Re: [DISCUSS] Long-term goal of making flink-table Scala-free

Timo Walther Thu, 29 Nov 2018 00:42:51 -0800

@Kurt: Yes, I don't think that that forks of Flink will have a hard timeto keep up with the porting. That is also why I called this `long-termgoal` because I don't see big resources for the porting to happenquicker. But at least new features, API, and runtime profit from Java toScala conversion.


@Jark: I updated the document:


1. flink-table-common has been renamed to flink-table-spi by request.

2. Yes, good point. flink-sql-client can be moved there as well.

3. I added a paragraph to the document. Porting the code generation toJava makes only sense if acceptable tooling for it is in place.



Thanks for the feedback,

Timo


Am 29.11.18 um 08:28 schrieb Jark Wu:

Hi Timo,

Thanks for the great work!

Moving flink-table to Java is a long-awaited things but will involve much
effort. Agree with that we should make it as a long-term goal.

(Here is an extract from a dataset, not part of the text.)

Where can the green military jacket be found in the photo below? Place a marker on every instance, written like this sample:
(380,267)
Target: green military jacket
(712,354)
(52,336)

I have read the google doc and +1 for the proposal. Here I have some
questions:

1. Where should the flink-table-common module place ?  Will we move the
flink-table-common classes to the new modules?
2. Should flink-sql-client also as a sub-module under flink-table ?
3. The flink-table-planner contains code generation and will be converted
to Java. Actually, I prefer using Scala to code generate because of the
Multiline-String and String-Interpolation (i.e. s"hello $user") features in
Scala. It makes code of code-generation more readable. Do we really
want to migrate
code generation to Java?

Best,
Jark


On Wed, 28 Nov 2018 at 09:14, Kurt Young <[email protected]> wrote:

Hi Timo and Vino,

I agree that table is very active and there is no guarantee for not
producing any conflicts if you decide
to develop based on community version. I think this part is the risk what
we can imagine in the first place. But massively
language replacing is something you can not imagine and be ready for, there
is no feature added, no refactor is done, simply changing
from scala to java will cause lots of conflicts.

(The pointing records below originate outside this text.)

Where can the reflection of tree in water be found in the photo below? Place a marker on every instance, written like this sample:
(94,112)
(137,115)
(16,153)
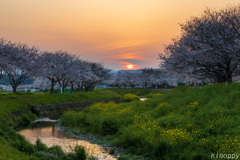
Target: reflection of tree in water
(50,135)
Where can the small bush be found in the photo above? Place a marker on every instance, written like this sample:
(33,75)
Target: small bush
(57,150)
(26,119)
(40,146)
(78,153)
(154,95)
(111,151)
(130,98)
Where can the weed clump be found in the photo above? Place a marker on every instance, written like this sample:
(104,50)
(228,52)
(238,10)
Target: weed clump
(154,95)
(130,98)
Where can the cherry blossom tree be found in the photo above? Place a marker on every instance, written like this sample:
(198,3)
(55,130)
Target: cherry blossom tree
(208,48)
(19,62)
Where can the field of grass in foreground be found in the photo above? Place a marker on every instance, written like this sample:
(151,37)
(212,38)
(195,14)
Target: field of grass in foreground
(185,123)
(136,91)
(14,110)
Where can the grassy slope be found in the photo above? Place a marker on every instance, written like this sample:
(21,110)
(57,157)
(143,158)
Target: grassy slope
(185,123)
(136,91)
(14,109)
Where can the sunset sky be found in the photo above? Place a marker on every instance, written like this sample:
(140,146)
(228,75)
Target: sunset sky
(117,32)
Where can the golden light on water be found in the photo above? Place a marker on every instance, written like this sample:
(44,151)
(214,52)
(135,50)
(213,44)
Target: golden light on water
(130,66)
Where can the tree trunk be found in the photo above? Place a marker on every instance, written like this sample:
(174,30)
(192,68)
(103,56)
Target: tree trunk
(72,88)
(52,87)
(229,79)
(14,89)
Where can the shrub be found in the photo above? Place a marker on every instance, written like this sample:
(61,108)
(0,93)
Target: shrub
(40,146)
(130,98)
(154,95)
(111,151)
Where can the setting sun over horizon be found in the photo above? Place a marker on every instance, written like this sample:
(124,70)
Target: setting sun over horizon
(118,33)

But I also agree that this is a "technical debt" that we should eventually
pay, as you said, we can do this slowly, even one file each time,
let other people have more time to resolve the conflicts.

Best,
Kurt


On Tue, Nov 27, 2018 at 8:37 PM Timo Walther <[email protected]> wrote:

Hi Kurt,

I understand your concerns. However, there is no concrete roadmap for
Flink 2.0 and (as Vino said) the flink-table is developed very actively.
Major refactorings happened in the past and will also happen with or
without Scala migration. A good example, is the proper catalog support
which will refactor big parts of the TableEnvironment class. Or the
introduction of "retractions" which needed a big refactoring of the
planning phase. Stability is only guaranteed for the API and the general
behavior, however, currently flink-table is not using @Public or
@PublicEvolving annotations for a reason.

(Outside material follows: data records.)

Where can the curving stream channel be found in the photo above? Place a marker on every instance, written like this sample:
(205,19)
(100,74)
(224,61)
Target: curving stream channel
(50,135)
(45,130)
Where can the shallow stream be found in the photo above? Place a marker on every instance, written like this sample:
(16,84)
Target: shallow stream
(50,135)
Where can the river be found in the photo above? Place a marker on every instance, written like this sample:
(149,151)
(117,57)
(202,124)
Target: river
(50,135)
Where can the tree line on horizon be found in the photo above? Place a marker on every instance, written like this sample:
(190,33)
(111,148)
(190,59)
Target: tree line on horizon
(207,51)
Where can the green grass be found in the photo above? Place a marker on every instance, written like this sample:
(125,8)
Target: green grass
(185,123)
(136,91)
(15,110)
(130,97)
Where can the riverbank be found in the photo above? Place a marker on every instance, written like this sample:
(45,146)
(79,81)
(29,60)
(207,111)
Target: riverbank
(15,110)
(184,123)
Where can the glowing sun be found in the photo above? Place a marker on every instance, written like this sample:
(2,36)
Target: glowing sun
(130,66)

I think the migration will still happen slowly because it needs people
that allocate time for that. Therefore, even Flink forks can slowly
adapt to the evolving Scala-to-Java code base.

Regards,
Timo


Am 27.11.18 um 13:16 schrieb vino yang:

Hi Kurt,

Currently, there is still a long time to go from flink 2.0. Considering
that the flink-table
is one of the most active modules in the current flink project, each
version has
a number of changes and features added. I think that refactoring faster
will reduce subsequent
complexity and workload. And this may be a gradual and long process. We
should be able to
   regard it as a "technical debt", and if it does not change it, it

will

also affect the decision-making of other issues.

Thanks, vino.

Kurt Young <[email protected]> 于2018年11月27日周二 下午7:34写道：

Hi Timo,

Thanks for writing up the document. I'm +1 for reorganizing the module
structure and make table scala free. But I have
a little concern abount the timing. Is it more appropriate to get this

done

when Flink decide to bump to next big version, like 2.x.
It's true you can keep all the class's package path as it is, and will

not

introduce API change. But if some company are developing their own
Flink, and sync with community version by rebasing, may face a lot of
conflicts. Although you can avoid conflicts by always moving source

codes

between packages, but I assume you still need to delete the original

scala

file and add a new java file when you want to change program language.

Best,
Kurt


On Tue, Nov 27, 2018 at 5:57 PM Timo Walther <[email protected]>

wrote:

Hi Hequn,

thanks for your feedback. Yes, migrating the test cases is another

issue

that is not represented in the document but should naturally go along
with the migration.

I agree that we should migrate the main API classes quickly within

this

1.8 release after the module split has been performed. Help here is
highly appreciated!

I forgot that Java supports static methods in interfaces now, but
actually I don't like the design of calling

`TableEnvironment.get(env)`.

Because people often use `TableEnvironment tEnd =
TableEnvironment.get(env)` and then wonder why there is no
`toAppendStream` or `toDataSet` because they are using the base

class.

However, things like that can be discussed in the corresponding issue
when it comes to implementation.

@Vino: I think your work fits nicely to these efforts.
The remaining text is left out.